Souvent au bureau le lundi matin, on entend: "- Comment ça va, aujourd'hui?, -pfff, comme un lundi!" Eh bien, lundi vers 12h30, je n'allais pas comme un lundi ordinaire, car notre table de verre s'était brisée et a gentiment "eraflé", "coupé", "tailladé" ma cuisse gauche. Quand j'ai vu la taille du steak qui avait été coupé, je me suis dit qu'un bisous sur la cuisse et le petit mot gentil "oh c'est que du vernis" ne suffiraient pas à réparer ce qui était arrivé.Heureusement, je me suis rendu compte que le sang ne coulait pas trop et au bout de quelques minutes je me suis dit que je ne mourrai pas comme une merde vidé de mon sang sur le carrelage du séjour. Après j'ai vu que je pouvais bouger mes orteils... ouf.
Ensuite, j'ai essayé de passer quelques coups de fil mais en vain. Pas de chance, soit j'avais pas les bons codes pour appeler en France, soit je ne captais pas, soit mes correspondants n'étaient pas joignables. Comme dans les films, il fallait que je me débrouille tout seul. J'ai donc pris mon tee shirt, et je m'en suis servi pour faire un bandage. Ca m'a fait un peu de peine de souiller mon beau tee shirt Bintang, fraichement rapporté de Bali. Mais parfois, il faut savoir gérer les priorités!
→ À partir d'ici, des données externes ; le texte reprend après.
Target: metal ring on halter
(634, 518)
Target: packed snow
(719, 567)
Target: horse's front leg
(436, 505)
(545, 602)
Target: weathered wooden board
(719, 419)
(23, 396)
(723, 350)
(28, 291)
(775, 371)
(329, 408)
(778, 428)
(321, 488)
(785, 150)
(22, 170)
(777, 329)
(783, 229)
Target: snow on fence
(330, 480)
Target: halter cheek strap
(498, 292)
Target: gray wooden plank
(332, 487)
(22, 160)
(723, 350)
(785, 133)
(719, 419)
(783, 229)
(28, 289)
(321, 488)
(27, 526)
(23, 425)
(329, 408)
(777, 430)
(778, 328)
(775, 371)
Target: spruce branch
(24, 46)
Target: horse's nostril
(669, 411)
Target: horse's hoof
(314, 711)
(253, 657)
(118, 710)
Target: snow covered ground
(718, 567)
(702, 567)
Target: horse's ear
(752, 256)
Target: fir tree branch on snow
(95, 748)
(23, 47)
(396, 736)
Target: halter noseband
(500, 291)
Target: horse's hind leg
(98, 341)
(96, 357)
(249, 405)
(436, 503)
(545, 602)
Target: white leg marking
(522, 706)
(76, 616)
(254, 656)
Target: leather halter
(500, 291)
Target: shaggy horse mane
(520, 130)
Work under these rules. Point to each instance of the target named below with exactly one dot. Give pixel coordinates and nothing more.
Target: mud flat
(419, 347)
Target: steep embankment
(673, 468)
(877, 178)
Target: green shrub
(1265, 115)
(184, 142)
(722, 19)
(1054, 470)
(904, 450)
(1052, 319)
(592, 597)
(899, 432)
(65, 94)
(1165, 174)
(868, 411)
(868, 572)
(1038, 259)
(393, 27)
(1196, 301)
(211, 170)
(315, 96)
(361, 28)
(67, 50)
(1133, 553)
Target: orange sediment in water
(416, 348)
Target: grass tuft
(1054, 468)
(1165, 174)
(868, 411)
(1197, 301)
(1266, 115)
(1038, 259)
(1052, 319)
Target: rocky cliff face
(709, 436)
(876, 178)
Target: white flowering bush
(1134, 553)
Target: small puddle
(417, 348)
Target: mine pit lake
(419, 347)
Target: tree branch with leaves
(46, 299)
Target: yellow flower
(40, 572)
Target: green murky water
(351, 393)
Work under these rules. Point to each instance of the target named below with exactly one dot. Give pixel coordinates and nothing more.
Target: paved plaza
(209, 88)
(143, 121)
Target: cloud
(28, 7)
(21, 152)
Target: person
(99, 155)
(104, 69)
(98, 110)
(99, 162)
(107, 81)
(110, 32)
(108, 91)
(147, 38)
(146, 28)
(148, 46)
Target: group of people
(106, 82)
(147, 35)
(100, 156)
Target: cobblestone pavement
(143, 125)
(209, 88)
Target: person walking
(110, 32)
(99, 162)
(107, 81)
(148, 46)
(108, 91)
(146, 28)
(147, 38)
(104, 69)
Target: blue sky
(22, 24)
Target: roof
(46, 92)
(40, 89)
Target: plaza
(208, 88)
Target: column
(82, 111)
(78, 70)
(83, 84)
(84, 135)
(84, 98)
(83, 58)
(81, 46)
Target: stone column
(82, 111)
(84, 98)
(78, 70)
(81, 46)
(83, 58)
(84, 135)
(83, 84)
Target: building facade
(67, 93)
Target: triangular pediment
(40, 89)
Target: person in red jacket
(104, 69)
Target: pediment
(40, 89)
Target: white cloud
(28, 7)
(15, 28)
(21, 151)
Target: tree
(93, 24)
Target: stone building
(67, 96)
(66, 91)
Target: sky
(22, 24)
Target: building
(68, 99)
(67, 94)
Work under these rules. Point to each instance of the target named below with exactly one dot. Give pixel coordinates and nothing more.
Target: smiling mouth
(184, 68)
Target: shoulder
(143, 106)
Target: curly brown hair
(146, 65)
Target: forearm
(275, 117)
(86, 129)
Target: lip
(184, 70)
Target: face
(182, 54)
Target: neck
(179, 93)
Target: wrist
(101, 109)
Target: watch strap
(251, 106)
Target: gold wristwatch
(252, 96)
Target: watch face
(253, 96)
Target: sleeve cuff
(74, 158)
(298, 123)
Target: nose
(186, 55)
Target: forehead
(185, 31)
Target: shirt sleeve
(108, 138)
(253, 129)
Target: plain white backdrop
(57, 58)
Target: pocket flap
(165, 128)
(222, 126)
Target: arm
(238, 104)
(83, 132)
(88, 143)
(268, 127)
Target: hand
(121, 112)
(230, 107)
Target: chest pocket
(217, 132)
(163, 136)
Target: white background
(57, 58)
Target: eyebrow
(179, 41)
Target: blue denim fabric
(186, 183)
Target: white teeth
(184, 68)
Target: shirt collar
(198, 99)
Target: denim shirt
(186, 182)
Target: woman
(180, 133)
Une fois mon bandage fait, j'ai été récupérer un autre tee shirt, pour filer à l'hopital en ayant l'air respectable. Mais j'ai vu que je laissais encore quelques traces de sang derrière moi, mêlé à de l'eau. Et ça non plus, ça fait pas très propre pour prendre un taxi. J'ai donc pris une serviette et j'ai emballé ma jambe comme j'ai pu pour ne pas qu'on voit de sang. Je suis descendu vers l'entrée du condo et j'ai demandé au gardien de bien vouloir m'appeler un taxi. Par chance, il y en avait juste un de stationné et il m'a emmené à l'hôpital le plus proche.
Et à partir de ce moment je suis passé du mode actif au mode passif. Je me suis lentement laissé guider dans les méandres des urgences de l'hopital. Et surtout une Madame G est apparue et a pris en charge le soutien moral et administratif (assurance et cie).
J'ai pu observer tous les différents grades des intervenants. Le docteur (je crois que c'est lui qui m'a opéré) qui est venu, une fois qu'on avait déjà regardé trois fois ma jambe pour voir le travail que j'allais lui rajouté sur sa to do du jour. Ca été le moins tendre de tous et le plus rapide. J'ai vu des tous jeunes apprentis qui n'osaient pas s'asseoir même quand leur chef leur proposait et qui avaient un bloc note qu'ils grattaient frénétiquement. J'ai vu des grades intermédiaires qui regardaient mais ne prenaient pas de décision ou des infirmières qui expliquaient à d'autres infirmières comment pousser mon fauteuil roulant. C'était très instructif. Mais pendant tout ce temps, j'ai aussi pas mal pensé à ce navigateur qui s'était recousu la langue tout seul...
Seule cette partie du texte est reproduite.